SOLVED.
I found the culprit: it was “Threaded optimization” in the NVidia control panel settings. Setting this to either ON or AUTO resulted in horribly high cpu usage in Retroarch. I created a custom setting for RA and set “Threaded optimization” to OFF and now my cpu usage is much lower and RA is showing similar cpu usage as Nestopia standalone (if not better, I haven’t looked at it closely enough yet to tell).
The question remains: why did Nestopia standalone not suffer this problem?
Is threaded optimization a setting that is enabled in Retroarch by default, but not in Nestopia SA?
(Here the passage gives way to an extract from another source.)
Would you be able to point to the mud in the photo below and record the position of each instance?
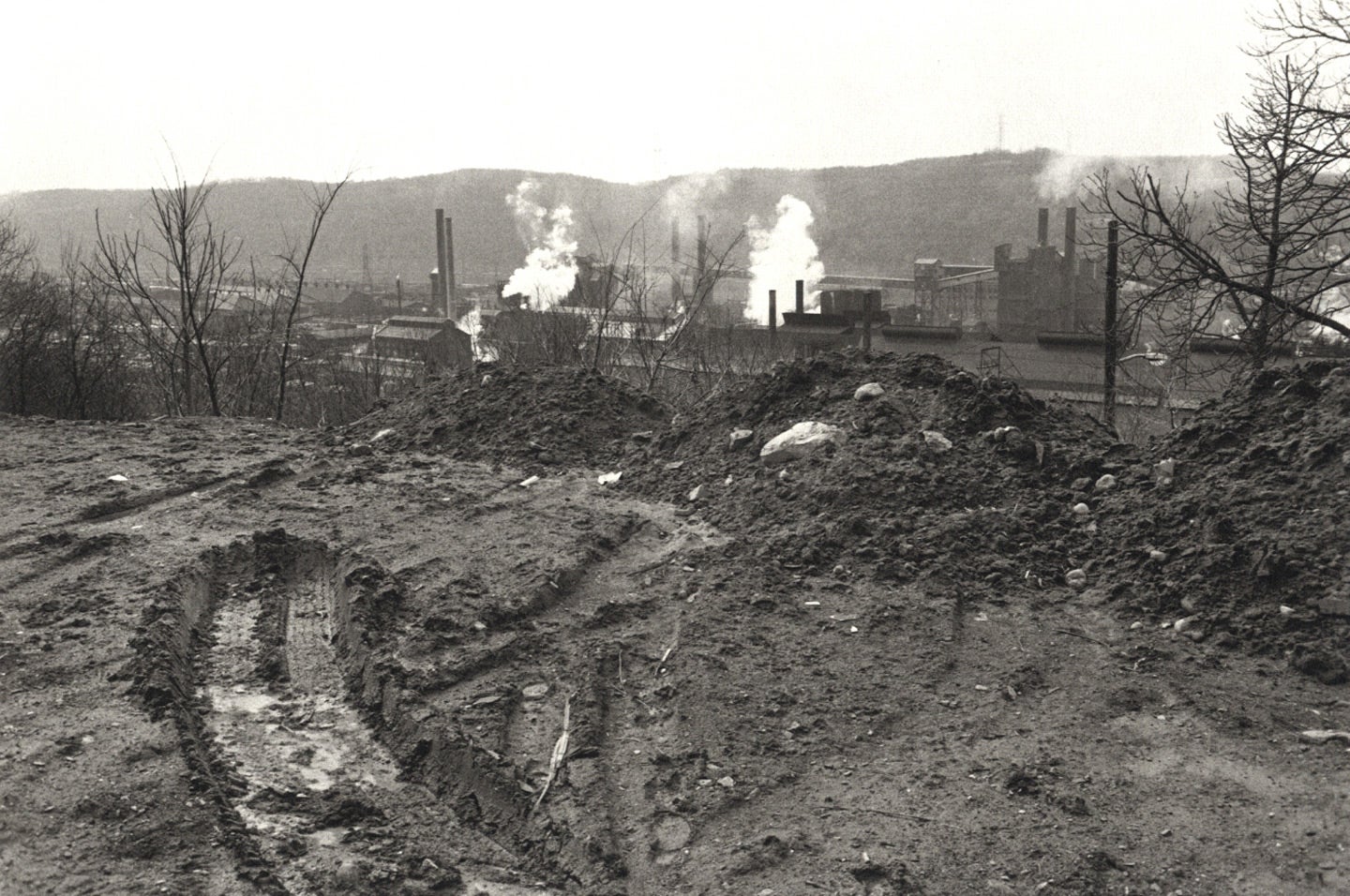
(398, 671)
I’m thinking that my driver might not be playing nice with something, either my OS or my hardware or something. If I was having basic problems with threaded optimization, then it would make sense that I was having problems with high cpu usage in Retroarch if Retroarch is designed to use threaded optimization by default.
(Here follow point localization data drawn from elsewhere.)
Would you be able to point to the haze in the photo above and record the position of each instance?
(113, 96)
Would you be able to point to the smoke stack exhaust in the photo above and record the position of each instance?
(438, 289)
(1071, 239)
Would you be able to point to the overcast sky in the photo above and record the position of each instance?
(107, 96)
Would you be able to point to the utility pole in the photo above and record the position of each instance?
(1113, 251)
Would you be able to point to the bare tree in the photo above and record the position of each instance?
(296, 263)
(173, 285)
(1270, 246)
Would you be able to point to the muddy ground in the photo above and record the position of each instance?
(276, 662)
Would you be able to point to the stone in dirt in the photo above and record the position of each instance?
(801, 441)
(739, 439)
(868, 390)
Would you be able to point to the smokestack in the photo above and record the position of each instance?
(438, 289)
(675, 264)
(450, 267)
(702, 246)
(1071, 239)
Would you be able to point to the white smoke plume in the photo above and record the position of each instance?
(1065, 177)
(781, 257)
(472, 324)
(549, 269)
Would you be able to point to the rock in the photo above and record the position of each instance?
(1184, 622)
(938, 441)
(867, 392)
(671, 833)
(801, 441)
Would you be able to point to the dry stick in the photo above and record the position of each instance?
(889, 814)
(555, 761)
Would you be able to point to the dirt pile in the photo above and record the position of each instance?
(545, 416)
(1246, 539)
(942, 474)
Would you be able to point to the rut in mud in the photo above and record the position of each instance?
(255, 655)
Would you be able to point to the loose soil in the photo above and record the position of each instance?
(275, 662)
Or it could be that RA is not designed to play nice with threaded optimization, or there is a conflict there somewhere. What I need to do is find a program that I know uses threaded optimization and see if I get similar performance problems - high cpu usage and cpu spikes.
Anyway it’s still a mystery to me, but by creating a custom setting and forcing threaded optimization OFF for Retroarch, my cpu performance using Nestopia now seems on par with Nestopia SA.
I will need to play test this for a while in order to see if the A/V hiccup problem will also be solved by this, as I think it is a related problem to the high cpu usage.